To do this, South Coastal is one of several districts joining with TWC’s Education & Clergy Development to offer pastors the Full Strength Membership Program. Full Strength is a wellbeing program offering coaching, various forms of counseling, respite programs and more. Dr. Fox also intends to lean on what he learned in creating the Rethink Small Conference, offering churches more direct help in consulting, as well as coaching churches to help them become stronger. “This is the bulk of our focus,” he said, referring to strengthening and revitalizing existing churches so they can eventually plant new churches.

Other ways South Coastal intends to better engage pastors is through pastors’ gatherings, regional meetings and peer leadership huddles.

Dr. Fox recognizes what the average pastor has been through in the past two years, which many feel has been the most trying time in leadership that some may ever experience. As he shared at district conference and ordination on July 16, “It’s about guarding our hearts from things like insecurity and emptiness that can take us out of the game. Just like Proverbs 4:23 tells us, ‘Guard your heart’ because ‘everything you do flows from it.’ If we’re empty or bitter, we cannot lead.”

But pastors must do their part as well. Dr. Fox made a plea for pastors to remember their calling. “It starts with us answering God’s call and looking inward, allowing a work in us. I asked them to commit and pray and grow and invest in the district, and to participate. To commit to being who God called us to be.”

As for the district structure going forward, Dr. Fox has started building a team comprised of the incoming administrator, Ashley Henkle; Fox’s wife, Anita, who will handle communications, marketing and social media; an education director position filled by the District Board of Ministerial Development (DBMD) Chair Brantley Hodges; and Debbie Huckaby as clergy care coordinator. He hopes to add a Hispanic team director and a church planting director soon.

The district office in Conyers, Georgia, was sold, and the district superintendent and administrator will work from their respective homes, a further cost-saving measure that fits with his plan to be on the road frequently visiting churches or hosting peer huddles. The district may be considered small by some — about 40 churches — but it is spread over a wide area in Alabama, Georgia and Mississippi.

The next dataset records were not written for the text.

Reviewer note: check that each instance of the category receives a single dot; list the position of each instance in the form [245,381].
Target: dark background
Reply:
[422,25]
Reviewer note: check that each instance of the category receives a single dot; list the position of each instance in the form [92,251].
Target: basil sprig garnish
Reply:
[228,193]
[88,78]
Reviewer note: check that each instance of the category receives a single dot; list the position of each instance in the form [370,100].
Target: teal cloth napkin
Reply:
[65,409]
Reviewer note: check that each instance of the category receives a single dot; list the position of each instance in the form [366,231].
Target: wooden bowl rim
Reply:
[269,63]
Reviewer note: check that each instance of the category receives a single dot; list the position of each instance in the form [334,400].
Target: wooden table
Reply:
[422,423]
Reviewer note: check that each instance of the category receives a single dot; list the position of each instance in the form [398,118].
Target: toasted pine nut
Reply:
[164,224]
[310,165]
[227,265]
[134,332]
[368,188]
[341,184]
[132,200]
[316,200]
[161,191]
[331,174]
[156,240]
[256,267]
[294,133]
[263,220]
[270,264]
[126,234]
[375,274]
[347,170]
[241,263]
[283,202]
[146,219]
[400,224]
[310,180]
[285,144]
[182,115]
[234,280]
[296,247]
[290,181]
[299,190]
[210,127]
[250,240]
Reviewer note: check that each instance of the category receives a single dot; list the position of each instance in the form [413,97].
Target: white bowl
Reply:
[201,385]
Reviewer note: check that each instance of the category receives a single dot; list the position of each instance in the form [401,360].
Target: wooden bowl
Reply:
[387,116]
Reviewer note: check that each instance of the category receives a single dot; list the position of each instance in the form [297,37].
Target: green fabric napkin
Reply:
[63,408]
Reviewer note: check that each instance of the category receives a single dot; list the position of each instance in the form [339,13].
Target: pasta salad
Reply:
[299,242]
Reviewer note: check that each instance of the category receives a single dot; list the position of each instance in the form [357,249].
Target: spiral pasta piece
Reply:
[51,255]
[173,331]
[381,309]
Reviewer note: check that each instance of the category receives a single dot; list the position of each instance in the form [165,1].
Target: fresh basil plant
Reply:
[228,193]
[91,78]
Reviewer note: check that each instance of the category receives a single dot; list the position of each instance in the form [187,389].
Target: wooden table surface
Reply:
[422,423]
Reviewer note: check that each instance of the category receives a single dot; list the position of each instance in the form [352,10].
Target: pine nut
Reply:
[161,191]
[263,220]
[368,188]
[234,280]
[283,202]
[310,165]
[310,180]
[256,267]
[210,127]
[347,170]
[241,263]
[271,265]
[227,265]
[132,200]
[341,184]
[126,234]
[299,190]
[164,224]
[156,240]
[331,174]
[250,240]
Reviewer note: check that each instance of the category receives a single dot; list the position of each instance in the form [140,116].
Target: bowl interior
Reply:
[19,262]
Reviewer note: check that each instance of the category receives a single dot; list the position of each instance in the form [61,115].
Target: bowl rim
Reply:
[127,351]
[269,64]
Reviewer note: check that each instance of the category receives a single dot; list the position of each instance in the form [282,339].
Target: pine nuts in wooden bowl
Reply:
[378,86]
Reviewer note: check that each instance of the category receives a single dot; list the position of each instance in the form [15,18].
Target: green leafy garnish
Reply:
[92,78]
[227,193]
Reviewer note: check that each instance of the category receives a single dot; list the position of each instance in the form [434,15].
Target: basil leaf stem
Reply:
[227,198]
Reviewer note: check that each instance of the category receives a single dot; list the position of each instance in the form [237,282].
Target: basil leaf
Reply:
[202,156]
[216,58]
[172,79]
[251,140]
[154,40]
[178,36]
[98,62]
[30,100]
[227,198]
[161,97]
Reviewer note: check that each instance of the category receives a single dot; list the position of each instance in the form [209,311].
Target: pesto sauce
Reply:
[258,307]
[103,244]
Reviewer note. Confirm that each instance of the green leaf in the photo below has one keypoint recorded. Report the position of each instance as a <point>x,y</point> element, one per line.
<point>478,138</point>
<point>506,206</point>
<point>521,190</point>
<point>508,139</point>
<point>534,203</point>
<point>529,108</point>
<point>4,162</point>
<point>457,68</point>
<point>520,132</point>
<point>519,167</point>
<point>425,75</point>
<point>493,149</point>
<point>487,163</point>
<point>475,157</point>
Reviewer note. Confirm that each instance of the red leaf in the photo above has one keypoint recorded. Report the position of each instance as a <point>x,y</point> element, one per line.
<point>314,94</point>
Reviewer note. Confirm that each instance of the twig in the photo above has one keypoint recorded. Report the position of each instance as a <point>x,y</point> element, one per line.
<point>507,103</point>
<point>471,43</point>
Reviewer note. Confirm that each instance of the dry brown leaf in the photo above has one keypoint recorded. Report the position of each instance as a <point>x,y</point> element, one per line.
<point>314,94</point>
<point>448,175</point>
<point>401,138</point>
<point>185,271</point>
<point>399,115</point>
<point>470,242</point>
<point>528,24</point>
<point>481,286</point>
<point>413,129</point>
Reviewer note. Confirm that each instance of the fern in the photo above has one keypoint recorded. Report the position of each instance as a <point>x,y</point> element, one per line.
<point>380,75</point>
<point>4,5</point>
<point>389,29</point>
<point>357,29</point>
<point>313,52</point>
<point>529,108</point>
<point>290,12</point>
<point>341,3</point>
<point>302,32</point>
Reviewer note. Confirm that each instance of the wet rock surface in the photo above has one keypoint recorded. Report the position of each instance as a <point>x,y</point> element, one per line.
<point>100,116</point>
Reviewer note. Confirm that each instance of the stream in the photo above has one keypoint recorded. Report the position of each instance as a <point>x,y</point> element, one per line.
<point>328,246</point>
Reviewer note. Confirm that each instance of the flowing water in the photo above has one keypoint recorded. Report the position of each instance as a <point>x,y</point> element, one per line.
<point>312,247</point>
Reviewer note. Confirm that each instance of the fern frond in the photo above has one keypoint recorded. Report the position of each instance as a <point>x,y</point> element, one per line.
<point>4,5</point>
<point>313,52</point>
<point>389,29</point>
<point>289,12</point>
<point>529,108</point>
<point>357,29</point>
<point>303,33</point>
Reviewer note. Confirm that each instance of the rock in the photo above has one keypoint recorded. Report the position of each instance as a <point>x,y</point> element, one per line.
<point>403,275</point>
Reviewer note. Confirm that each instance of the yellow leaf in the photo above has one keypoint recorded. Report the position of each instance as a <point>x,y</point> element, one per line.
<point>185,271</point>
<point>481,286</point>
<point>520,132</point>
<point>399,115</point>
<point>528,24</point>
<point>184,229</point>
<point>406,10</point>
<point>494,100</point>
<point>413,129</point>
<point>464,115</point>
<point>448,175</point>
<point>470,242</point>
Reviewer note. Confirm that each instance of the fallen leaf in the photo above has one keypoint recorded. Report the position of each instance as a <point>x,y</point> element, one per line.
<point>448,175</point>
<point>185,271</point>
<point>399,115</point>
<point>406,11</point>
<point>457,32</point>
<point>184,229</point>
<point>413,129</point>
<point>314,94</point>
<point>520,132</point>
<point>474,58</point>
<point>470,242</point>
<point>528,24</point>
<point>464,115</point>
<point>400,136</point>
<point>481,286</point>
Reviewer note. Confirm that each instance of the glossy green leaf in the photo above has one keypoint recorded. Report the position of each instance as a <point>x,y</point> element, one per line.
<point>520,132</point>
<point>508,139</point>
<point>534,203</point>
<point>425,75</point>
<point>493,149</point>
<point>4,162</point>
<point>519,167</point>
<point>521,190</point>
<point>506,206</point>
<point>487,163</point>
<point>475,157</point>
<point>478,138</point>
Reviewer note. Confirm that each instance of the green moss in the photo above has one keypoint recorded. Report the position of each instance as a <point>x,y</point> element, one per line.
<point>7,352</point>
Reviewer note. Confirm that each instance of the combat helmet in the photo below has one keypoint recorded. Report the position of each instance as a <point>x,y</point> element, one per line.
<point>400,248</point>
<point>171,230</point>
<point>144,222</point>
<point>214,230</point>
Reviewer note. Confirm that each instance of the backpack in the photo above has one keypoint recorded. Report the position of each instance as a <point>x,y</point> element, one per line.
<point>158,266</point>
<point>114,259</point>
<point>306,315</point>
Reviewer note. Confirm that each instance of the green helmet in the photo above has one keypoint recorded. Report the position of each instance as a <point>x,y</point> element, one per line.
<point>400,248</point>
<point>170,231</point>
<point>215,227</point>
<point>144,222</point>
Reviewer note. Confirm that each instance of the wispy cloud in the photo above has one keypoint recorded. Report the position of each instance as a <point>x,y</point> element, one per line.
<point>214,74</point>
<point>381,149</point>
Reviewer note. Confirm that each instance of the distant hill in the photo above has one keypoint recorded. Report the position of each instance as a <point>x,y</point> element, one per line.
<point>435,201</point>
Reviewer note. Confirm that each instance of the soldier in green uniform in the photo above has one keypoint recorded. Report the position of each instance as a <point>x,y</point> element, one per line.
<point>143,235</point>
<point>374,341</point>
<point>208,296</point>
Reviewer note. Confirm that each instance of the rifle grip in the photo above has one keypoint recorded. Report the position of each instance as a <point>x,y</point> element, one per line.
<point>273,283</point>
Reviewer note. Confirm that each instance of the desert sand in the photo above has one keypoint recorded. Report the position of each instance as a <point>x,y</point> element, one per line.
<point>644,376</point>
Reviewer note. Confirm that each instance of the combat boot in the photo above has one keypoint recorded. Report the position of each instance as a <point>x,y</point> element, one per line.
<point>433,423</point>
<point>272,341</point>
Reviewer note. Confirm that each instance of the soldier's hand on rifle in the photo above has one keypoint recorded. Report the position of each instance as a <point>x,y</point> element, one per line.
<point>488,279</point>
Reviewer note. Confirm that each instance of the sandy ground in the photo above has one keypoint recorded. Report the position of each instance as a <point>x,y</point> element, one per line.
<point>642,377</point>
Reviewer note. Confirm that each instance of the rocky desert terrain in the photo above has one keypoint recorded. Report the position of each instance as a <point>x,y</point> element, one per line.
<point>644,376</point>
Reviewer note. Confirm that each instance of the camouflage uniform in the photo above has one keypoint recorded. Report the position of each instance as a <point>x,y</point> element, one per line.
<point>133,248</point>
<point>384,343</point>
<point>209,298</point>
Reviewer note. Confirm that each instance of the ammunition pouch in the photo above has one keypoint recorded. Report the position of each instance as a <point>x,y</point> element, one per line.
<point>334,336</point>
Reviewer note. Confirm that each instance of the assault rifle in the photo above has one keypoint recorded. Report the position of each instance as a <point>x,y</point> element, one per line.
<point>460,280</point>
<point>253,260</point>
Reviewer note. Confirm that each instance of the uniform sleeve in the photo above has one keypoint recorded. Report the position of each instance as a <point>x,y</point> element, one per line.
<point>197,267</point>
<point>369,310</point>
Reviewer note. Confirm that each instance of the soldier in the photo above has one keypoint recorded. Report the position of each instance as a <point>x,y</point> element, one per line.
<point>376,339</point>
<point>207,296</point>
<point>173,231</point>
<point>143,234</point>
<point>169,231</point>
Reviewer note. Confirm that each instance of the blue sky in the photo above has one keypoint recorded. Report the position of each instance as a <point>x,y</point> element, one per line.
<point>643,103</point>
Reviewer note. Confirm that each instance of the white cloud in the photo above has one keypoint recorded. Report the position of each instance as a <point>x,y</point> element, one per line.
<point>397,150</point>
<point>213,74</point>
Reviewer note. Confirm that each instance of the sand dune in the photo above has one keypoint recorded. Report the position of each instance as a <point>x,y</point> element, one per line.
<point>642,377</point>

Dr. Fox and his family attend 12Stone Church, Lawrenceville, Georgia. Although he founded Hydrant Church, he stepped down from that position at the end of February, allowing the church to reopen with new leadership after being closed due to the pandemic.

Speaking about the direction of the denomination as a whole, Dr. Fox says, “We have all kinds of reasons for hope.”

Dr. Fox first started serving as a Wesleyan in 2013; his great grandmother started Nazarene churches, a denomination closely aligned theologically with TWC, in the early 1900s, and his grandfather pastored or led Nazarene churches for 40 years.

“We (TWC) have our challenges, sure. But we are poised with a message of hope and holiness that is valuable and timely. We have room in our denomination for creative leaders to do innovative things and make an impact on our communities.”

Dr. Fox says that is not always the case. “What I am finding here is a desire to do what God wants us to do … to reach the next generation. People my age (41) and younger need to stop complaining about the church. You are worshiping in a building you didn’t have to pay for … Go create something. As lay and clergy and districts, we’re not stuck in one model and one mindset.”

Dr. Fox is proud of TWC’s history of leading the way for women in ministry, for supporting multiethnic and multigenerational churches. “We are leading the way in empowering leaders of different languages to lead.”

Finally, asked about his own leadership style, Dr. Fox summed it up this way, “I want more for you than from you. And the district has to adopt that posture, too. The district exists for the churches. We’re here to serve the churches and the pastors.” 

Jennifer Jones is the district administrator for the South Carolina District of The Wesleyan Church.